Breathing is something we all do, we are just not usually aware of it. But what happens if we focus on our breathing? Breathing mindfully is a way to increase awareness of the present moment. It can help us be more aware of our thoughts so that we are better able to manage them and less likely to become overwhelmed.



**What are the health benefits of breathing mindfully?**



The Mental Health Foundation supports mindfulness as a tool to help you live your life, improve general wellbeing and treat depression. Evidence shows that it can help with a number of problems, such as recurrent depression, anxiety disorders, addictive behaviour, chronic pain and many more mental and physical problems.



Mindful meditation (or "conscious breathing") is also recommended by Cancer Research UK as a popular and useful form of complementary therapy, because it can help people with cancer cope with problems such as pain, difficulty sleeping, fatigue, and nausea.

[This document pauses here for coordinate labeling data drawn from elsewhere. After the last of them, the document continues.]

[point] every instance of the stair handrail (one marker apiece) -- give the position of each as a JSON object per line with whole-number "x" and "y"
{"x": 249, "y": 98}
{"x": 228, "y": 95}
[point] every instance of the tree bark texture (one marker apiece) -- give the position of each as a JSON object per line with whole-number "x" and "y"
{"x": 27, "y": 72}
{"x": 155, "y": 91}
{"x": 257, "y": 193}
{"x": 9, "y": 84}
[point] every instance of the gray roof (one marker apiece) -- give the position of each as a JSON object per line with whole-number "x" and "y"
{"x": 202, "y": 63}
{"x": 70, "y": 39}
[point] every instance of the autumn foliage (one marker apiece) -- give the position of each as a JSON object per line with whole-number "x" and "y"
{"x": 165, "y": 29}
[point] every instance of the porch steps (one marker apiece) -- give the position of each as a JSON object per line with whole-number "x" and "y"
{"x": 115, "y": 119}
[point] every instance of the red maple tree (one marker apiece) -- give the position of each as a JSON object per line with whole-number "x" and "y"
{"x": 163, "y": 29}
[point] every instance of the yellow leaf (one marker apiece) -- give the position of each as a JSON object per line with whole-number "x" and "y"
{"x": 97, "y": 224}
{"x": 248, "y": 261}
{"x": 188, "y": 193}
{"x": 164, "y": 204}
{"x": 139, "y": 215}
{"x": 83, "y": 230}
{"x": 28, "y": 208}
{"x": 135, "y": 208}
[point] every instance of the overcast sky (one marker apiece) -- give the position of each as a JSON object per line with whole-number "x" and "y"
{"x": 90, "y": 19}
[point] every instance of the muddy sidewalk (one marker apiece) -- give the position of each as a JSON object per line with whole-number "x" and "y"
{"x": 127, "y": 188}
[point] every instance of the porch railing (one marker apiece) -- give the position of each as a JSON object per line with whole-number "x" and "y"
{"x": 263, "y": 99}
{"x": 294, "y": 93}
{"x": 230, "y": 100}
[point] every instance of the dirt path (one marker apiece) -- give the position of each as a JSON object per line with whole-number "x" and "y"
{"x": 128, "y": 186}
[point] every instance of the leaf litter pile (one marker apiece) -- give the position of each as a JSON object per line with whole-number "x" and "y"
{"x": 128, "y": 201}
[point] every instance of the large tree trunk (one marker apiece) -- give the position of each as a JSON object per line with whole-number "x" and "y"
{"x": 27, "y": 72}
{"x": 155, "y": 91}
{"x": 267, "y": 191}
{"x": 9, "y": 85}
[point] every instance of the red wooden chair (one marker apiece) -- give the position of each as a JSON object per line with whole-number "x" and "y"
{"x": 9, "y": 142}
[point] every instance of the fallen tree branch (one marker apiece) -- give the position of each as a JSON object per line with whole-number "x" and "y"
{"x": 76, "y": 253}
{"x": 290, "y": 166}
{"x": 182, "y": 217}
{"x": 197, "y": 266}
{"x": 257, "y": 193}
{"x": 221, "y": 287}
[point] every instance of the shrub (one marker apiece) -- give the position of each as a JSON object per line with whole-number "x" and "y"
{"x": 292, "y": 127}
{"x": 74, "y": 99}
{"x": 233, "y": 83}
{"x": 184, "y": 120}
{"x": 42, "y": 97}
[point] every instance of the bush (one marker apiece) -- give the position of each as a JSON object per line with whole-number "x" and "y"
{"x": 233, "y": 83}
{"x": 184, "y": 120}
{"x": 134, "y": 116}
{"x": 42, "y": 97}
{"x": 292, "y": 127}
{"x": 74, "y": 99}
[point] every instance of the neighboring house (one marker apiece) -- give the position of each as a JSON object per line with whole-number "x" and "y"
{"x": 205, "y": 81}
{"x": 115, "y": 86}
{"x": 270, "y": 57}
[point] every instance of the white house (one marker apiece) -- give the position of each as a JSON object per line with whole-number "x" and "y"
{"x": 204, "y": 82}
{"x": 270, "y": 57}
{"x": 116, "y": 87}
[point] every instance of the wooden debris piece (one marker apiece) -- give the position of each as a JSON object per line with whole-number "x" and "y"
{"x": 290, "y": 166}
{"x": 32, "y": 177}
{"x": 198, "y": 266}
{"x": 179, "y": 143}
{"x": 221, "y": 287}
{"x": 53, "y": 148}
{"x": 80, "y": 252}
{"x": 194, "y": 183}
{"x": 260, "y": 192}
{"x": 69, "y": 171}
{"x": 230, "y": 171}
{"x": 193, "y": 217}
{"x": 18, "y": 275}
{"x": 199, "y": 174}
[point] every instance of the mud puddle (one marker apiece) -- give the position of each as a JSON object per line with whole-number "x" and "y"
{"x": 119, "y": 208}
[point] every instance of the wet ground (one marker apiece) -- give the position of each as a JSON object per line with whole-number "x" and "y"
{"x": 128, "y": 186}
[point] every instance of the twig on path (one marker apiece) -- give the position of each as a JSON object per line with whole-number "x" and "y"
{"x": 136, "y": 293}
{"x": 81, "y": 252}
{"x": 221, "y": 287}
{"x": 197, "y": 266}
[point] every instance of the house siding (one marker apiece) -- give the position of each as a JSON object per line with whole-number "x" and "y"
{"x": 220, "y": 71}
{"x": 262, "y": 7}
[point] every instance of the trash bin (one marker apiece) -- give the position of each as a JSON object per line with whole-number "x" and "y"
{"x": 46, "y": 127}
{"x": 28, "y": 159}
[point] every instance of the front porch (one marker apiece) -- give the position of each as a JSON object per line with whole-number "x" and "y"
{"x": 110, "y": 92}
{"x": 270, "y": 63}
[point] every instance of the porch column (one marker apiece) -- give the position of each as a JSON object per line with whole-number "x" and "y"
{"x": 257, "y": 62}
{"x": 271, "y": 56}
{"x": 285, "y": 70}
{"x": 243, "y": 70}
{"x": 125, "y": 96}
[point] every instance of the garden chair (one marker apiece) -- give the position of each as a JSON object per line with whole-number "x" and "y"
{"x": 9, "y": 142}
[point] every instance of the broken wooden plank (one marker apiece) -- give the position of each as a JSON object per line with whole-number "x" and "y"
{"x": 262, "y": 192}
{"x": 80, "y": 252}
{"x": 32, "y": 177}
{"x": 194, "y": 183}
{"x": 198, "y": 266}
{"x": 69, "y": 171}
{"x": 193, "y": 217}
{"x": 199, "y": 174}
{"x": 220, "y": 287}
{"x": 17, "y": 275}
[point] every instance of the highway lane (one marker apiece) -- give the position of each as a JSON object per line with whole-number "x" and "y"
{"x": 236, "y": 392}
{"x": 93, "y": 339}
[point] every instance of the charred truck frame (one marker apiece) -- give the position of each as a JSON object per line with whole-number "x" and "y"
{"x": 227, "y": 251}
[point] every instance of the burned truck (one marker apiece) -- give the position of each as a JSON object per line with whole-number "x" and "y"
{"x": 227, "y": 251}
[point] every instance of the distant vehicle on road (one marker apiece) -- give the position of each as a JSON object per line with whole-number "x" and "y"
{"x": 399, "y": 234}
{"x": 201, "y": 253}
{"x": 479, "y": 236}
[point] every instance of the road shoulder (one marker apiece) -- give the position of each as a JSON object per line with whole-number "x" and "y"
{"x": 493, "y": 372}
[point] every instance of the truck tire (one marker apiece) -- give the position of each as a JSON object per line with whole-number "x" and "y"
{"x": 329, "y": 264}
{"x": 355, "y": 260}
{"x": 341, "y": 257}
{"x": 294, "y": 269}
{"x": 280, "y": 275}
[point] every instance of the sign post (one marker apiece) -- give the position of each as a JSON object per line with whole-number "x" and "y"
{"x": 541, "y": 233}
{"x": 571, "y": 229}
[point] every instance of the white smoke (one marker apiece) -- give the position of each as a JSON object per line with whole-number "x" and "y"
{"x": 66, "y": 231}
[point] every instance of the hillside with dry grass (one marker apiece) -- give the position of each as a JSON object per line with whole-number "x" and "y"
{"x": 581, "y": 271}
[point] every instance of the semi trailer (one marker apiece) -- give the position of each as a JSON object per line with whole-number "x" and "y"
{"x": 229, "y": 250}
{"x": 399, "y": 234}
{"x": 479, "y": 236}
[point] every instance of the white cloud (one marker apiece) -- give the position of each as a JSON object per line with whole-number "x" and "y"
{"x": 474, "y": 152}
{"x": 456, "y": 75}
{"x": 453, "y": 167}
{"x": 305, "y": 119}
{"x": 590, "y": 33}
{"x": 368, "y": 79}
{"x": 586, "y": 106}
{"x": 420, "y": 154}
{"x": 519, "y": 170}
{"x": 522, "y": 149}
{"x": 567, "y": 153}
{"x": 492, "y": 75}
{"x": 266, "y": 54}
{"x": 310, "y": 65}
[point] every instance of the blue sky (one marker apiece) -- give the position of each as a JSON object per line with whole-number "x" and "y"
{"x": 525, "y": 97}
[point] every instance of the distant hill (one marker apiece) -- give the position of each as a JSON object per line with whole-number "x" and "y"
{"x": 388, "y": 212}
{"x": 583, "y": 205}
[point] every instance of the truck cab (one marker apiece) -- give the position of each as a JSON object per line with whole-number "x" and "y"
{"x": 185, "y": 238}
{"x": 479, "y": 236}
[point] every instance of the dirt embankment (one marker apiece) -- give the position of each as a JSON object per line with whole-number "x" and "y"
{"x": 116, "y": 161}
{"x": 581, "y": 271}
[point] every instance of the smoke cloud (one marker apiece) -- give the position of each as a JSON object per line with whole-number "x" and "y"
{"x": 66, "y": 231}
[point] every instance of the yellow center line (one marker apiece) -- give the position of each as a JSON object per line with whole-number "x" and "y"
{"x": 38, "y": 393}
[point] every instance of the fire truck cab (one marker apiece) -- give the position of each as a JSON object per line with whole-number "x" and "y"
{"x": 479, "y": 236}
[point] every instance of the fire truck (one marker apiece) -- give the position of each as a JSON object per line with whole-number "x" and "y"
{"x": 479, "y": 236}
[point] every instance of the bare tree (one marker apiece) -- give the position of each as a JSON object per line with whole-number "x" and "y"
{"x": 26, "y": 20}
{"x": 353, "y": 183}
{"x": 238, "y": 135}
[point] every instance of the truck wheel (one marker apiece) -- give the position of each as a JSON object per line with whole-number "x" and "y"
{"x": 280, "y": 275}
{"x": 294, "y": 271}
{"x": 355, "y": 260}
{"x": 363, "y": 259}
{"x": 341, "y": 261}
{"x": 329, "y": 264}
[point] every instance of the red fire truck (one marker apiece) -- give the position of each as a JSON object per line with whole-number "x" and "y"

**Tips to follow when breathing mindfully**



The following simple breath-based exercise demonstrates the basic technique and takes just a few minutes. The purpose is to simply notice, accept and be aware of your breath. Each time you notice the mind daydreaming, or planning, or worrying, or whatever the mind does – that is an opportunity to bring your focus back to the present moment and the experience of breathing in and breathing out.



**1. To begin, ensure that you are sitting quietly.** Ideally aim to sit in a comfortable chair with your feet on the floor. However, if you find sitting uncomfortable, then lie on a mat or blanket on the floor or on your bed. Allow your arms and hands to be as relaxed as possible.



**2. Gently close your eyes and focus your awareness on the breath as it flows into and out of your body.** Feel the sensations the air makes as it flows in through your mouth or nose, down your throat and into your lungs. Don’t try to do anything with your breathing – simply notice it, pay attention to it and be aware of it.



**3. Notice any recurrent thoughts, then gently bring your awareness back to your breath.** Your mind will invariably wander and you may find it difficult to stay focused on your breathing. Don't worry if you find yourself struggling. The act of realising that your mind has wandered – and encouraging it to return to focus on the breath – is central to the practice of mindfulness. Gently return your awareness back to the sensations of the breath again and again.



**4. Start this exercise initially for 5 minutes, building up daily.** You can also do this exercise lying down in bed if you have difficulty sleeping. It is simply a way of allowing you to be more mindful and consciously aware of your body and its surroundings.